The City of Portland purchased 32 acres from private owners in the 1940s and 1950s to assemble land between SE 88 and 92 and SE Holgate and Steele to expand Lents Park. The city prepared a central plan in 1953 to propose locations for a baseball stadium, playing fields, tennis courts, community buildings, pathways, and parking areas. Construction on the stadium began in 1956 and included lights for night games. The stadium was named for Charles B. Walker, the city's first Sports Director in 1935 who helped organize the first men's and women's softball tournaments held west of the Mississippi, and in 1950 was appointed as commissioner of the Amateur Softball Association for the Portland area. In 2008, Merritt Paulson, owner of the Portland Beavers examined building an 8,000 to 9,000 seat minor league ballpark on the site of Walker Stadium for $45 million. Paulson planned to begin construction in March 2010, and the Beavers would play there in 2011. The location was eventually rejected for the Beavers due to objections from neighbors.
2016 Renovation
In March 2015, Portland and Great West League officials announced plans to renovate the stadium, adding 500 seats and concessions and complementing the city's urban renewalgoals for the Lents neighborhood.

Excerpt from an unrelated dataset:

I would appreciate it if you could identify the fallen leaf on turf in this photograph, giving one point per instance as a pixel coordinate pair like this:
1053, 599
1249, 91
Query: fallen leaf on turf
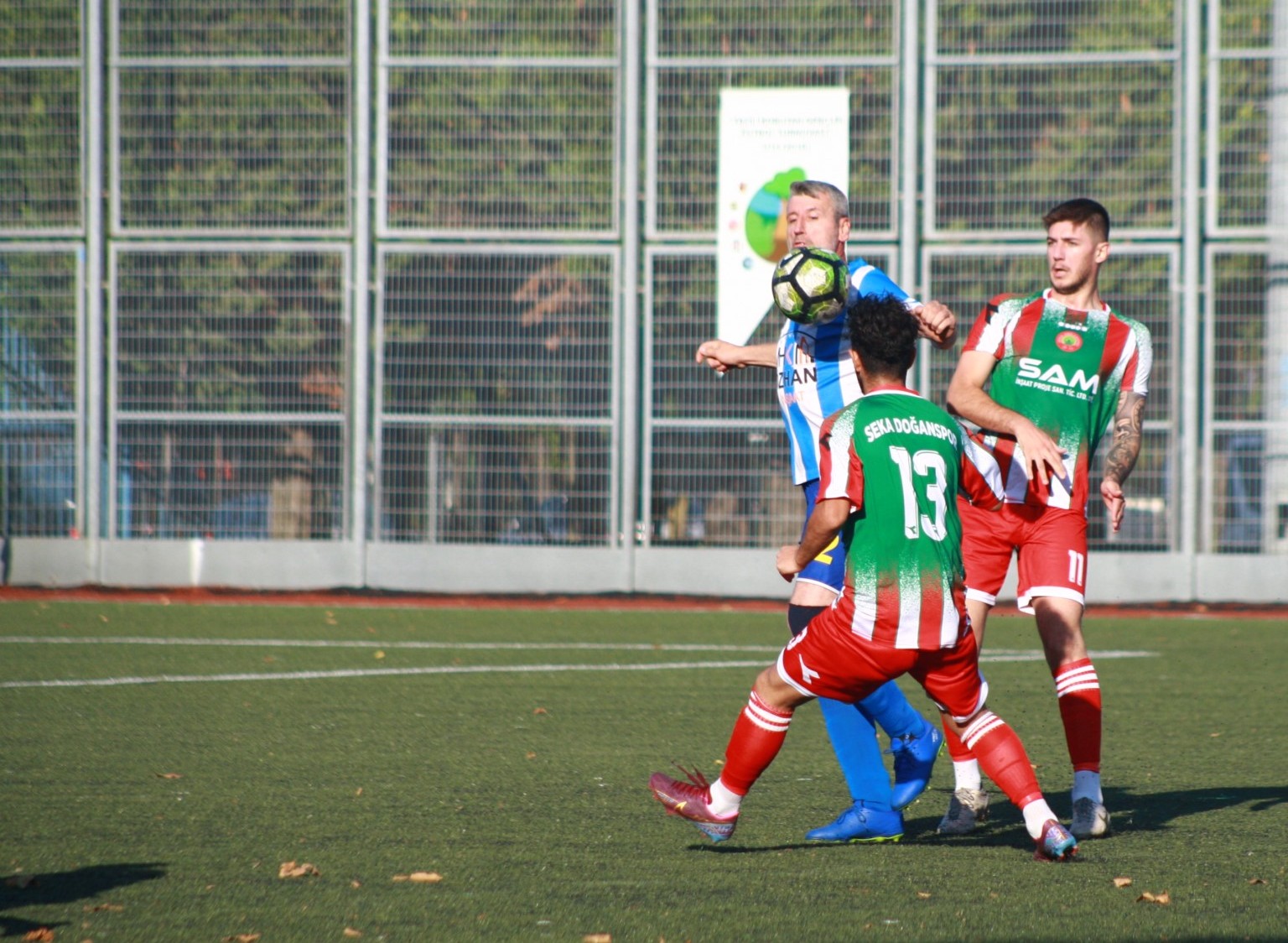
293, 870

Walker Stadium was supposed to have received upgrades as part of a 1994 bond measure but other municipal projects competed for limited funding. Under the plans, the public-private partnership of the Portland Pickles, Portland Parks & Recreation, and the Portland Development Commission spent $650,000 to upgrade the city-owned ballpark with Portland's urban renewal agency paying $200,000, the parks bureau $50,000, and the baseball team $400,000. The renovations included new seating with chair-backs, new scoreboard, new dugouts, new grass, a playground, and other improvements. The team agreed to pay $200 per-game in rent with payments beginning in 2016 and annual 3.5 percent increases. The renovation was completed in June 2016 on schedule for the Pickles' first game. Portland Mayor Charlie Hales threw out the first pitch at the first game at Walker Stadium on June 10, 2016, an extra-inning loss to the Marysvale GoldSox.